Brain Tumor Drug Gets a Second Look

Combining Multiple Types of Imaging in the Brain can Reveal Whether the Drug is Working



By combining three types of advanced imaging techniques, researchers were able to predict which patients would respond to a drug targeting the deadly brain tumor glioblastoma multiforme. The technique will help researchers conducting phase 2 trials see how well the drug is performing, and identify patients who are responding.
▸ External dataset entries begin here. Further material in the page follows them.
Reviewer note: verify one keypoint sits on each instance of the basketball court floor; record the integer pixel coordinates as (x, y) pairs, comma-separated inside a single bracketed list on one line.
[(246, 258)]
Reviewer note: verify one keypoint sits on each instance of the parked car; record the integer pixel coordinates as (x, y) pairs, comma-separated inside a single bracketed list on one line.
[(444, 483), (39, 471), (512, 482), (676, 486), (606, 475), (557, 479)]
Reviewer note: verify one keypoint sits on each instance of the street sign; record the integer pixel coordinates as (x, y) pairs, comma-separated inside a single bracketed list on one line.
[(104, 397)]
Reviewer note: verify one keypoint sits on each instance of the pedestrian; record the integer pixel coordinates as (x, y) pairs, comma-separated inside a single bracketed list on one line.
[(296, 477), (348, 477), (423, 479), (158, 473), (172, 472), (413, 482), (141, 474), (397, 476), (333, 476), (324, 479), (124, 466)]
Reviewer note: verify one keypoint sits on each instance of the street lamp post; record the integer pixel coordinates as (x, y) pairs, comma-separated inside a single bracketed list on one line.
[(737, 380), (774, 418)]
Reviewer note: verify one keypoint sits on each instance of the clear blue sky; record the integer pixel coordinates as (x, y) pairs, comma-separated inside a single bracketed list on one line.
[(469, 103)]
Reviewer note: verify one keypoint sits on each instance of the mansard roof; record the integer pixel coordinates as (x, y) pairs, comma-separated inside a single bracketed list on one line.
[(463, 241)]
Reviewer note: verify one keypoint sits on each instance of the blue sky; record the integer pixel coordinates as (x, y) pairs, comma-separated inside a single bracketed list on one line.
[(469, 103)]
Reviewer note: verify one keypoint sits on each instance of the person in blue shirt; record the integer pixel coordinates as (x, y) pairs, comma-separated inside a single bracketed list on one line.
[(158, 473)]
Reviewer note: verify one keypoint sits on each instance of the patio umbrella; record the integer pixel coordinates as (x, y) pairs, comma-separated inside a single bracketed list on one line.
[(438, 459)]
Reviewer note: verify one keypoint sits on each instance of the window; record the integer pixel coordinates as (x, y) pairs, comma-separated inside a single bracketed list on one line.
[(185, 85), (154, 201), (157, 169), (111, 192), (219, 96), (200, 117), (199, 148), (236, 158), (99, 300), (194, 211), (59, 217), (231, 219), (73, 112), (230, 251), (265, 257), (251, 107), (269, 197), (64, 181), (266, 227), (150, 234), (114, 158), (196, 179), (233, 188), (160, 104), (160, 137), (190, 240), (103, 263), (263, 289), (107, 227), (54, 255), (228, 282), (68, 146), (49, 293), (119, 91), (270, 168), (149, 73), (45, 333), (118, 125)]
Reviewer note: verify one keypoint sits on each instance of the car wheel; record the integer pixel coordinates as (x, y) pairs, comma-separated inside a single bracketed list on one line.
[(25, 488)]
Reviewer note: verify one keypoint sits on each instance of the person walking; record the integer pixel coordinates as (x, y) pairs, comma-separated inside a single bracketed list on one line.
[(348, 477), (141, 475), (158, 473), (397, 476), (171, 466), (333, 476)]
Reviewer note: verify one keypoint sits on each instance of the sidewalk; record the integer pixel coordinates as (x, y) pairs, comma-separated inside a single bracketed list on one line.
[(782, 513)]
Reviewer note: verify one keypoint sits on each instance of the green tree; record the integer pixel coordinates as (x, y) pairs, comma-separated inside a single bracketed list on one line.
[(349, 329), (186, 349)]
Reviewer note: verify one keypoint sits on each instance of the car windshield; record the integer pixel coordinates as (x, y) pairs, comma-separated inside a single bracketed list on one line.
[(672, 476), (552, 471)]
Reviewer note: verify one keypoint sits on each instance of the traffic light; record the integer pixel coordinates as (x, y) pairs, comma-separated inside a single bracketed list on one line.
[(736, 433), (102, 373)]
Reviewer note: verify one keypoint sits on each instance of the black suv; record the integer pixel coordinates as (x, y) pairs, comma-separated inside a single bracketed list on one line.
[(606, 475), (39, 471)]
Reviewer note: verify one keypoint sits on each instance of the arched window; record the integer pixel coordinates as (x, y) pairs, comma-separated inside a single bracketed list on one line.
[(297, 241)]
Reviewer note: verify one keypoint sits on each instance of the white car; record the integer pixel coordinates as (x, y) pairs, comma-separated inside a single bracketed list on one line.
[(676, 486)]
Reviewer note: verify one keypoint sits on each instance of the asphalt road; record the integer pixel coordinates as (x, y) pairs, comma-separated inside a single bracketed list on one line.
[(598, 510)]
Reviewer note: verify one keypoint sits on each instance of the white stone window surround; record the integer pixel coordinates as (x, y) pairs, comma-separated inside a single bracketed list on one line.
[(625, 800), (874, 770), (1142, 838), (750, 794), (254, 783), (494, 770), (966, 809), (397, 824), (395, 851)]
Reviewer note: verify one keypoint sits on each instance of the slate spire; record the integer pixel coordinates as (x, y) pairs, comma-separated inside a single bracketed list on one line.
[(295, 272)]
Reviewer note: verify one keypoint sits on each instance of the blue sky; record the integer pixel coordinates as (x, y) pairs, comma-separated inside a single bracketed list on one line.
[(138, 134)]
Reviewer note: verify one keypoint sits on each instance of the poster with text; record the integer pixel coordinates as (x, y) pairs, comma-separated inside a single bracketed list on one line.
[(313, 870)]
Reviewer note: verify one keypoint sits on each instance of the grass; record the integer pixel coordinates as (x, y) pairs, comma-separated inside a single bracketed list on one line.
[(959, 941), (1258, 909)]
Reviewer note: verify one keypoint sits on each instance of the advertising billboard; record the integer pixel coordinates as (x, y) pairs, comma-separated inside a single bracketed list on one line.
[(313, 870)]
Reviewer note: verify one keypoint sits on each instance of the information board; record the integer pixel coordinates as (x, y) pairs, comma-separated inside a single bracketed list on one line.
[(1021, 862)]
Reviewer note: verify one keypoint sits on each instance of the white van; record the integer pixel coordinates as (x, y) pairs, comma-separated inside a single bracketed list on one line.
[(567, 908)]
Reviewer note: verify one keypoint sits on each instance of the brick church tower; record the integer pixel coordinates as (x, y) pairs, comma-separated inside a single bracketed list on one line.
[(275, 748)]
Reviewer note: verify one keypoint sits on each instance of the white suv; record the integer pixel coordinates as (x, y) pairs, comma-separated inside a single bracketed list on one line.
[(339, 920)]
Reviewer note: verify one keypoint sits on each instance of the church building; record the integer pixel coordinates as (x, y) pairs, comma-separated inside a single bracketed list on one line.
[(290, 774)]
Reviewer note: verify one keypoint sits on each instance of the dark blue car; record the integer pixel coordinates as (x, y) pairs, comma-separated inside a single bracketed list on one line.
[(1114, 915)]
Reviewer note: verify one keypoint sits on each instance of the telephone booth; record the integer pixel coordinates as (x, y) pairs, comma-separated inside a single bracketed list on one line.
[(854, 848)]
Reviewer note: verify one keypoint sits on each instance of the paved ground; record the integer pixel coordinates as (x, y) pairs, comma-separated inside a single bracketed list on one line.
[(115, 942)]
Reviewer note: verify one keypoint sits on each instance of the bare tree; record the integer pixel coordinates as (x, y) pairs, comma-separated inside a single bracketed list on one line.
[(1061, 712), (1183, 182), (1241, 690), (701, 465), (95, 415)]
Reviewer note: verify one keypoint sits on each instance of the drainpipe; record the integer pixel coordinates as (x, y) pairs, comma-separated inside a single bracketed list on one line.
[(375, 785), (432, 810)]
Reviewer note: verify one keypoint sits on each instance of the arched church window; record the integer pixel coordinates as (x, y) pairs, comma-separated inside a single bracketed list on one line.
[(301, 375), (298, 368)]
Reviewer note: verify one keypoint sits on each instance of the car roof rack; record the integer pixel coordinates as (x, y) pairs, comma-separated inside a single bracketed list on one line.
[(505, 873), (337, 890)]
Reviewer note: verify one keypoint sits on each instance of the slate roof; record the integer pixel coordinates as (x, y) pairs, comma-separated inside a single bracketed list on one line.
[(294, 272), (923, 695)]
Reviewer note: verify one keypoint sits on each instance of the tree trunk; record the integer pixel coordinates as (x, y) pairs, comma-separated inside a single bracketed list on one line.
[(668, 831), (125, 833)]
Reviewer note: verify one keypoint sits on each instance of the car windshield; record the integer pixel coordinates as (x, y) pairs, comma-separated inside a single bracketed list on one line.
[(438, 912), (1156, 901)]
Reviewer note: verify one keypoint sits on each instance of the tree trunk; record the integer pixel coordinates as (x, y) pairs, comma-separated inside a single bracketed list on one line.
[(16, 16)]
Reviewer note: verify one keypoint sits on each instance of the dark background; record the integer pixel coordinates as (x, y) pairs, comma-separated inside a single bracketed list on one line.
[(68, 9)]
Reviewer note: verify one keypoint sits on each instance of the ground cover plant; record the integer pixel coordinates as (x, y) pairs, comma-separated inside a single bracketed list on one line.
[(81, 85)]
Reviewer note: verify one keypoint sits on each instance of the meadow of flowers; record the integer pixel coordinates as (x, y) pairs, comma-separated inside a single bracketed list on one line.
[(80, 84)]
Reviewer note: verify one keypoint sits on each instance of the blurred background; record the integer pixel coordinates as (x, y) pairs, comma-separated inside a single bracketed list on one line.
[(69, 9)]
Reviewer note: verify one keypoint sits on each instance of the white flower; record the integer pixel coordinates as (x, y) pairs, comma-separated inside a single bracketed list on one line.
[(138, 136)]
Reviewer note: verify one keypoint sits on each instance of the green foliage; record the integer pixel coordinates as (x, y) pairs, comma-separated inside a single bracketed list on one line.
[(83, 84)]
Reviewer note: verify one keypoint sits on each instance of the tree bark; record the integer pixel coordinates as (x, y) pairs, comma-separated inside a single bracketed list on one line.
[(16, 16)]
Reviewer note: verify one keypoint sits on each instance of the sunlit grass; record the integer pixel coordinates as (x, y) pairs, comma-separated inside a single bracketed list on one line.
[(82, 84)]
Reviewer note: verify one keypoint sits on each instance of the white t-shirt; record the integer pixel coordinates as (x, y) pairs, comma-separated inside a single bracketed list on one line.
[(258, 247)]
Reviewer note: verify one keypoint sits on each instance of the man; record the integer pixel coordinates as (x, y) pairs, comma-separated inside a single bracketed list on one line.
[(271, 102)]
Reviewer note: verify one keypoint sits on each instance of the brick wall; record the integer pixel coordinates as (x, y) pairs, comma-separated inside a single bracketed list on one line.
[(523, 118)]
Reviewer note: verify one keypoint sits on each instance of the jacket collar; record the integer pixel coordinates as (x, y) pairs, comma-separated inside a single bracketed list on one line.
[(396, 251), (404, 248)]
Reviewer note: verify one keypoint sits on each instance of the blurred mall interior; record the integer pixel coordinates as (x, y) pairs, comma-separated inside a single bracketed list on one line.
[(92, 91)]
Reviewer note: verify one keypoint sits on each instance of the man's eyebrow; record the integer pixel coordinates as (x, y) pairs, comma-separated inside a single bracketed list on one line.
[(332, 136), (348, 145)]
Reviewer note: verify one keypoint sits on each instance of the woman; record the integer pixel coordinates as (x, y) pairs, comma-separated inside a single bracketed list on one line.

“We’ve never really had this opportunity before to noninvasively evaluate this type of biological effect,” said Dr. Timothy Cloughesy, MD, a professor of neuro-oncology at the David Geffen School of Medicine at UCLA and one of the study’s senior authors. The ability to see the effect the drug is having on the tumor, Dr. Cloughesy said, allows researchers to establish dosage guidelines and select patients with tumors that are likely to respond to the drug.

Timothy Cloughesy

Glioblastoma multiforme (GBM) is hard to treat because most drugs can’t cross the blood-brain barrier to reach the tumor in the brain. Half of patients diagnosed with GBM die of the disease within the 15 months, and 95% die within 5 years.

In 2012, Genentech began testing a drug called GDC-0084 that can be taken by mouth, penetrates the brain, and blocks a key biochemical pathway that the tumor cells need. Genentech ultimately declined to develop the drug any farther, but now it’s getting a second look in the hands of Kazia Therapeutics, an Australian company focused on cancer drugs.

To observe how a brain tumor responds to the drug, researchers rely on non-invasive imaging tools, like MRI. “Unlike other types of cancer, where you can biopsy repeatedly to see if the drug is having an effect, we don’t have that luxury in brain tumors,” explained Benjamin Ellingson, PhD, director of the UCLA Brain Tumor Imaging Laboratory at UCLA, and first author on the study.

The researchers tested different imaging techniques that measure different tumor characteristics to see whether they could observe the effects of the medication on the tumor. They looked at three main characteristics: how much sugar the tumor cells burned for energy, how many new blood vessels the tumor was growing, and the overall size of the tumor.

“We wanted to know, if we applied some advanced imaging, whether or not we could see some early signal of efficacy,” said Dr. Ellingson.

By injecting the patient with sugar labeled with a radioactive tracing atom, then scanning the brain for signs of radioactivity, they could see how fast the tumor is taking up sugar. A decrease in the amount of sugar used by the tumor can indicate that the therapy is working.

Second, they use detailed MRI techniques to identify the distinctive blood vessels of the tumor. Tumor blood vessels grow fast and tend to leak, and these techniques reveal how dense the blood vessels are and how much they leak, thus revealing the extent of the tumor.

Another type of imaging reveals how tightly packed the cells are by following how water diffuses in the brain. In healthy brain tissue, water movement follows certain pathways called axon bundles, tightly bound groups of tendrils extending from neighboring brain cells. By looking for water that diffuses away from these defined paths, it’s possible to measure the tumor bulk and see whether it’s growing or shrinking.

Each of these measures is useful, but not all of them are equally informative in all patients. That’s why the team developed a mathematical formula to combine the measurements from all these imaging methods. The result is a metric that clinicians can use in future clinical trials to determine how well the patient’s tumor is responding to the drug.


In December, Kazia Therapeutics announced that GDC-0084 will be included in a high-profile international clinical trial called GBM AGILE, led by Dr. Cloughesy. The GBM AGILE trial is a multi drug, adaptive phase II/III trial designed to speed up the process of testing new therapies. Unlike conventional trials, which test one drug at a time, researchers conducting an adaptive trial can drop medications that aren’t working, or add new ones as they become available. The trial began enrolling patients in August 2019, and will include multiple sites around the United States and worldwide.

The imaging study was published in the journal Clinical Cancer Research. The study’s other authors include Jingwen Yao, Catalina Raymond, David Nathanson, and Ararat Chakhoyan of UCLA, along with researchers at Kazia Therapeutics; Genentech; the University of Texas MD Anderson Cancer Center; Massachusetts General Hospital; and Dana-Farber Cancer Institute.